The next step was the addition of McCarthy’s video. As her ideas were added to the mix, more sound would be added, video would be moved around, or some of the scenery would be shifted to create the total picture. During this time, the female giant’s vocals were added to the mix; originally done by cast member Linda Mugleston as a marker, the final voiceover, by Dame Judi Dench, was added while the production was still in tryouts in LA. Dench was in a recording studio in London, Lapine and Schreier were in a studio in LA, and Schreier recorded her performance via a digital link while Lapine provided direction over the phone.

Schreier generally prefers to record as many effects himself as possible, then opts for the standard libraries, using a sampler to make them all sound as different from the original sources as possible. He also goes for extreme layers, rarely opting for a single effect, except obviously in the case of the cow, though even that was altered. He used the Performer music-sequencing program for much of the show, which was especially useful with the giant cues. “Performer was invaluable in making that happen,” he says. “Version 3.0 is new and it has these things called MOTU Panners. It’s very flexible in creating how you want sound to move within a space and how many speakers you want. It has a great capacity for linking things together, and you can also track through reverb.”

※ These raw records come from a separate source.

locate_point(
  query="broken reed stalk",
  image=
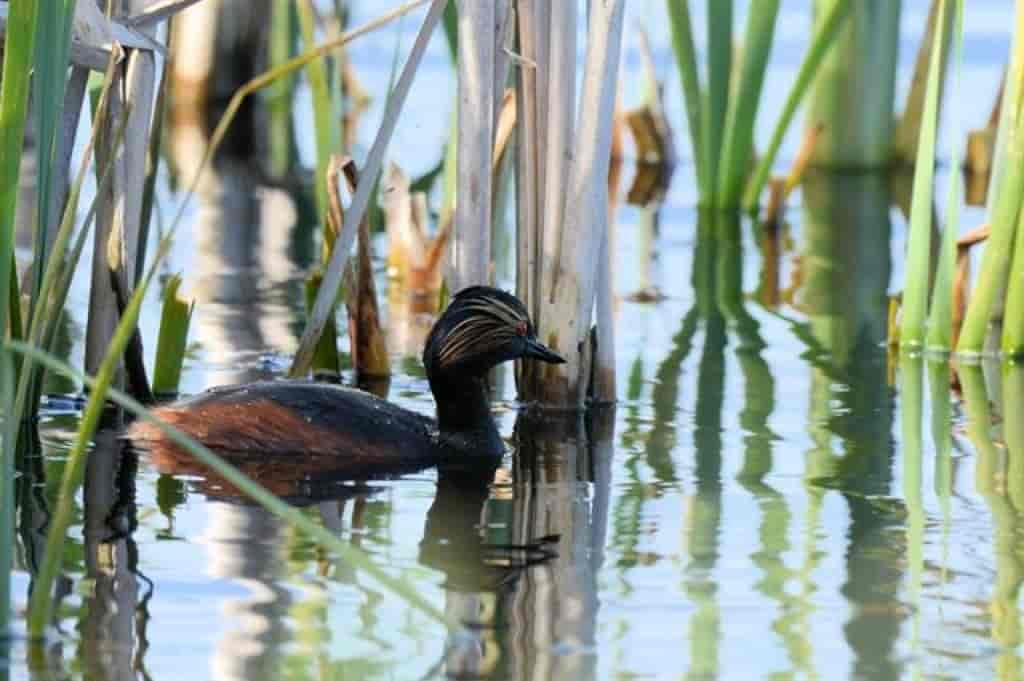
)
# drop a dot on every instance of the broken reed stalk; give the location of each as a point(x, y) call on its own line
point(571, 244)
point(471, 246)
point(336, 267)
point(366, 335)
point(121, 207)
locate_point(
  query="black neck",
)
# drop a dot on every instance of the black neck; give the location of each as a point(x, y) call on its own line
point(463, 408)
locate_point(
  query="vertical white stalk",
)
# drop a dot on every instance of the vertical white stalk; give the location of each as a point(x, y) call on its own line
point(471, 248)
point(560, 110)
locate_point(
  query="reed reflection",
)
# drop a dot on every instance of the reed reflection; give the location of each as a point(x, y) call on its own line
point(113, 627)
point(845, 268)
point(999, 479)
point(561, 481)
point(251, 240)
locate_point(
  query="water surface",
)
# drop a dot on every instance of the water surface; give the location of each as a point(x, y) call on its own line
point(772, 498)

Speakers include the d&b E3 full range compact speaker, an increasingly popular choice among theatre sound designers in the US (it’s been a fixture in the UK for a couple of years now), as well as EAW JF-80 and JF-60s and Meyer’s new MM-4 compact speaker. Schreier also used a variety of subwoofers, including Meyer UPA-1Ps, EAW SB-48s, and Sunfire True subwoofers, which were placed all over the theatre, one, to deal with the giant effects, and two, to help with the orchestra. Control comes via the Cadac K-Type, the small, sidecar console, which supplier Masque Sound custom-modified to Schreier’s specifications, and which, needless to say, provides a smaller footprint than standard-sized boards. Microphones included AKG CK91s, DPA 4022s, Sennheiser MKH-80s, and Shure SM-58s. There are also a handful of the new Sennheiser SK5012 mini UHF lavalier transmitters on the show.

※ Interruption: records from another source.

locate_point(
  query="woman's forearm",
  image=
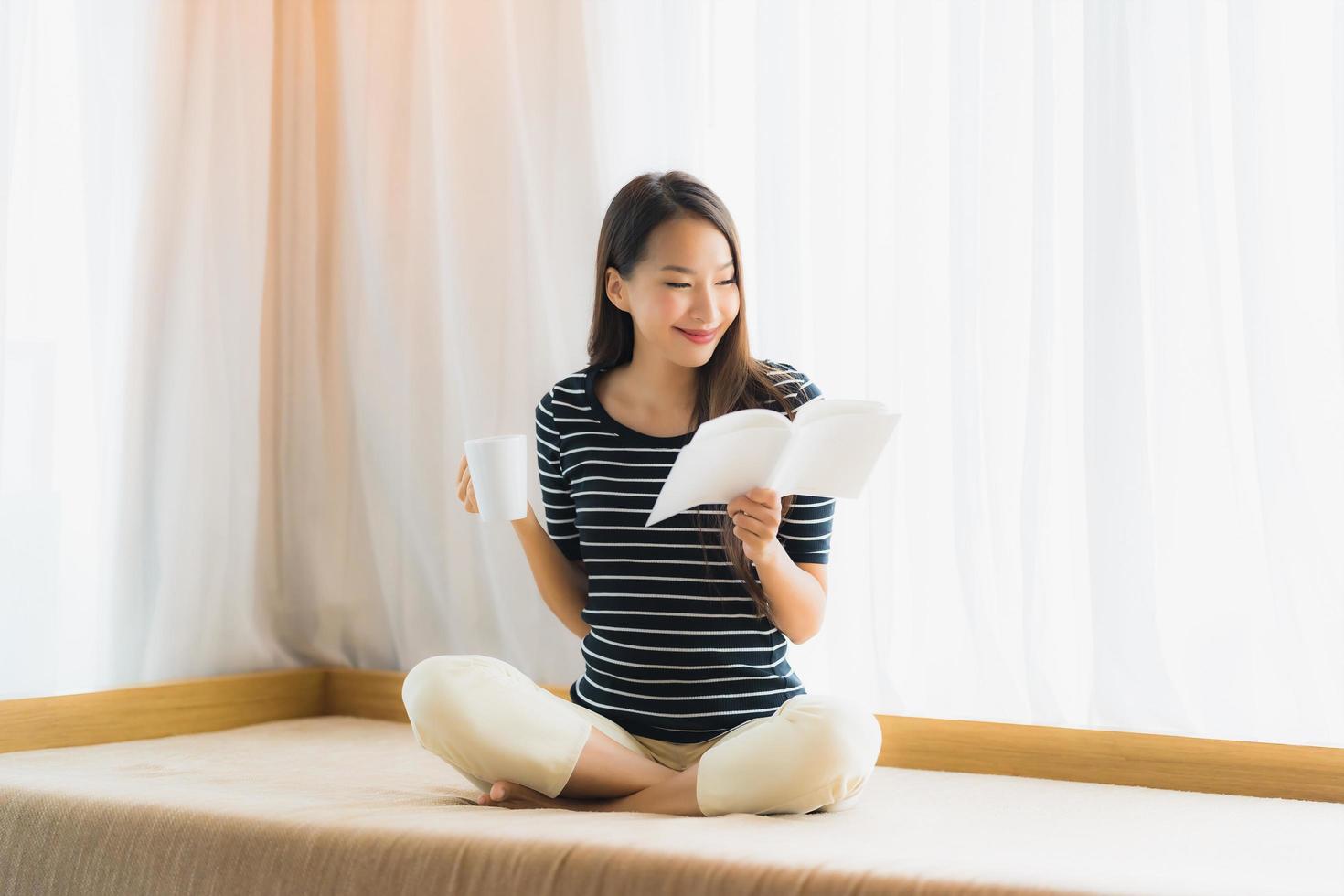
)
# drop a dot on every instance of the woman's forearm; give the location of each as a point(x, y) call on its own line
point(797, 601)
point(563, 586)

Some eyebrows might have raised at the prospect of Schreier, best known for his effects-driven work on straight plays (Topdog/Underdog, The Diary of Anne Frank, The Tempest), working on a big Broadway musical. His long collaboration with Lapine helped, but, as the designer notes, he’s also a composer. “When I got hired the refrain that kept coming was ‘Remember Dan, this is a chamber piece, it’s not a full-blown rock piece, it shouldn’t be amplified in a very strong way. And I kept telling everyone, ‘I’m your man.’ Because I’m a music lover. I’ve never been averse to musicals; that’s not where my reputation is, but I’m very happy to do it.”